Personal information
- Full name: Christopher Herd
- Date of birth: 4 April 1989 (age 37)
- Place of birth: Melbourne, Australia
- Height: 1.73 m (5 ft 8 in)
- Positions: Defender; midfielder;

Youth career
- 2000–2004: ECU Joondalup
- 2004–2005: Bayswater City
- 2005–2010: Aston Villa

Senior career*
- Years: Team / Apps / (Gls)
- 2010–2015: Aston Villa / 36 / (1)
- 2008: → Port Vale (loan) / 11 / (2)
- 2008: → Wycombe Wanderers (loan) / 4 / (0)
- 2009–2010: → Lincoln City (loan) / 20 / (4)
- 2014: → Bolton Wanderers (loan) / 2 / (0)
- 2015: → Wigan Athletic (loan) / 3 / (0)
- 2015–2016: Chesterfield / 23 / (0)
- 2016: Perth Glory / 0 / (0)
- 2016–2017: Gillingham / 12 / (0)
- 2017–2018: Western Sydney Wanderers / 9 / (0)
- 2018: Buriram United / 0 / (0)
- 2018–2019: Chennaiyin / 5 / (0)
- 2019–2020: Sheikh Russel / 6 / (0)
- 2021: Terengganu / 1 / (0)
- Total:  / 132 / (7)

International career
- 2009: Australia U20 / 2 / (0)
- 2014: Australia / 3 / (0)

Medal record
Representing Australia
Men's Association football
AFC Asian Cup
| Winner | 2015 Australia |  |

= Chris Herd =

Australian soccer player (born 1989)

Christopher Herd (born 4 April 1989) is an Australian former professional soccer player. Herd could be described as a utility player who was able to play in several positions, including central defence, full-back and central midfield. He represented Australia at under-20 level and won three caps with the Australia senior national team in 2014.

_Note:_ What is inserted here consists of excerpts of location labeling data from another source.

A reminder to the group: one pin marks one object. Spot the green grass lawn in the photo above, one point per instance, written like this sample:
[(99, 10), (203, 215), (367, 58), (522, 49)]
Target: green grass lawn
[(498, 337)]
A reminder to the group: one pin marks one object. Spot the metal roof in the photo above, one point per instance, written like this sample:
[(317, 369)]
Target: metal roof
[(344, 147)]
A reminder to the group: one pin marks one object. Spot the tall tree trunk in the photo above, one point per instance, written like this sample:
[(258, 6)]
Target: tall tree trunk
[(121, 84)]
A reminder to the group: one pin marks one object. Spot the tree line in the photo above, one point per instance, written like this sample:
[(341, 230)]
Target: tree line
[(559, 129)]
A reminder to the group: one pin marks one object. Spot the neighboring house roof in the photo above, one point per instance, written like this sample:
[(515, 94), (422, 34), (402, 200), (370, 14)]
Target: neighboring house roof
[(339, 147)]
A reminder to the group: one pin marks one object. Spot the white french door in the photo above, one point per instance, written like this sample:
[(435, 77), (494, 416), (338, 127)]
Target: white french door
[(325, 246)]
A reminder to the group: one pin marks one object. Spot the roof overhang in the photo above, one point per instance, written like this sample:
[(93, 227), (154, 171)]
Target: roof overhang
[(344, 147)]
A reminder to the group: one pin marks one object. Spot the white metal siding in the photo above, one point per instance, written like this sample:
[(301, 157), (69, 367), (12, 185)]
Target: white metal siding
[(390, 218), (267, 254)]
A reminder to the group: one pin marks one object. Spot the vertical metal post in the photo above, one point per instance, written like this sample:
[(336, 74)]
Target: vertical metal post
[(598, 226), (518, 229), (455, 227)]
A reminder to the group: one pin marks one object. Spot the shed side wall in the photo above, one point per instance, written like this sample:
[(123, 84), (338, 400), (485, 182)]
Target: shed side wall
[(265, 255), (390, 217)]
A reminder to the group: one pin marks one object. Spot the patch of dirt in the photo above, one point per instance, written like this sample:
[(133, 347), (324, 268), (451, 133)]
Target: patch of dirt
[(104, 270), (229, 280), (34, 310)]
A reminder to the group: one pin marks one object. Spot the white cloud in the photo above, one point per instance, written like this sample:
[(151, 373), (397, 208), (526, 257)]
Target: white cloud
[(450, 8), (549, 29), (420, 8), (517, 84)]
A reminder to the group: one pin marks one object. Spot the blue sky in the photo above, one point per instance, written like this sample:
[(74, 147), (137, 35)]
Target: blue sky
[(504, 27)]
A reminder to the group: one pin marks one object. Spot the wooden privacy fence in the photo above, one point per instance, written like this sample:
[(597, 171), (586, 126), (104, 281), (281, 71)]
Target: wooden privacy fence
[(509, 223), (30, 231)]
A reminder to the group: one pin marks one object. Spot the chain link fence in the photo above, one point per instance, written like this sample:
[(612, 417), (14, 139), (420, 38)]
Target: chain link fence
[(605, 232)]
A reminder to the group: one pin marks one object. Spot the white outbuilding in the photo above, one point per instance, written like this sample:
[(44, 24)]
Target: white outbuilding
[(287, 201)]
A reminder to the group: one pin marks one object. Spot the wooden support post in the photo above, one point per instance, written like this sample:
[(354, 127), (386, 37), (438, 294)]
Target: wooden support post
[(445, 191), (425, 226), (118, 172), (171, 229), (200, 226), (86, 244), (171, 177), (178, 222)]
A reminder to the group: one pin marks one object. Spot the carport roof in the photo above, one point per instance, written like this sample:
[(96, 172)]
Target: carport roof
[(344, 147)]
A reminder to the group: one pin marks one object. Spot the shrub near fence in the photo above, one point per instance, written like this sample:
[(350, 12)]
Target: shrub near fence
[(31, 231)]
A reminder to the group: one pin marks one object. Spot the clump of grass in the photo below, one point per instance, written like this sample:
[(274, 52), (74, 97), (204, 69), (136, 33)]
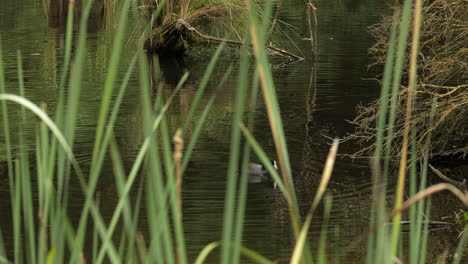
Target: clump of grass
[(215, 17)]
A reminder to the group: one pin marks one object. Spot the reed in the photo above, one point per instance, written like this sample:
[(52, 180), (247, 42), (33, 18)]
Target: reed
[(51, 237)]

A graduate of the Aston Villa Academy, he was loaned from Aston Villa out to Port Vale and Wycombe Wanderers in 2008, before spending the 2009–10 campaign on loan at Lincoln City. He made his Premier League debut in November 2010 and became a regular first-team player in the 2011–12 season. He was largely absent from the first-team for the next two seasons. He was loaned out to Bolton Wanderers in September 2014 and then Wigan Athletic in January 2015. He signed with Chesterfield in September 2015 before signing a deal to join Australian side Perth Glory in April 2016; however, he decided to terminate the contract for family reasons and signed for Gillingham in October 2016. Following a spell with Western Sydney Wanderers, he signed with Thai club Buriram United in June 2018. He joined Indian club Chennaiyin in January 2019. In December 2019, he joined Bangladesh Premier League team Sheikh Russel and 12 months later signed for Malaysian club Terengganu FC.

==Club career==

===Aston Villa===
Born in Melbourne and raised in Perth, Western Australia, Herd started his youth career at ECU Joondalup, and frequently trained with English club Southampton, which had close links to Joondalup. However, Southampton decided that he was too small. Joondalup released him at the age of 14. Herd signed for Aston Villa from Australian club Bayswater City SC in February 2005, along with fellow Australian Shane Lowry, initially in a deal that was made up of a two-year Youth Training Scheme followed by him signing a one-year professional contract with the club. He made 19 appearances and scored twice for Aston Villa Reserves during his Youth Training Scheme campaign, as well as 21 appearances and one goal for the academy. Herd was also part of the squad that won the HKFC Philips Lighting International Soccer Sevens in May 2007 and was rewarded with a two-year contract following the success. He played in various positions in his early career, most notably in central midfield and on the right wing. However, he was heavily deployed at right-back in the 2007–08 Reserve season. In July 2008, Herd was awarded with a new two-year deal. On 17 December 2008, he was selected on the bench for Villa's UEFA Cup match against Hamburger SV in Germany.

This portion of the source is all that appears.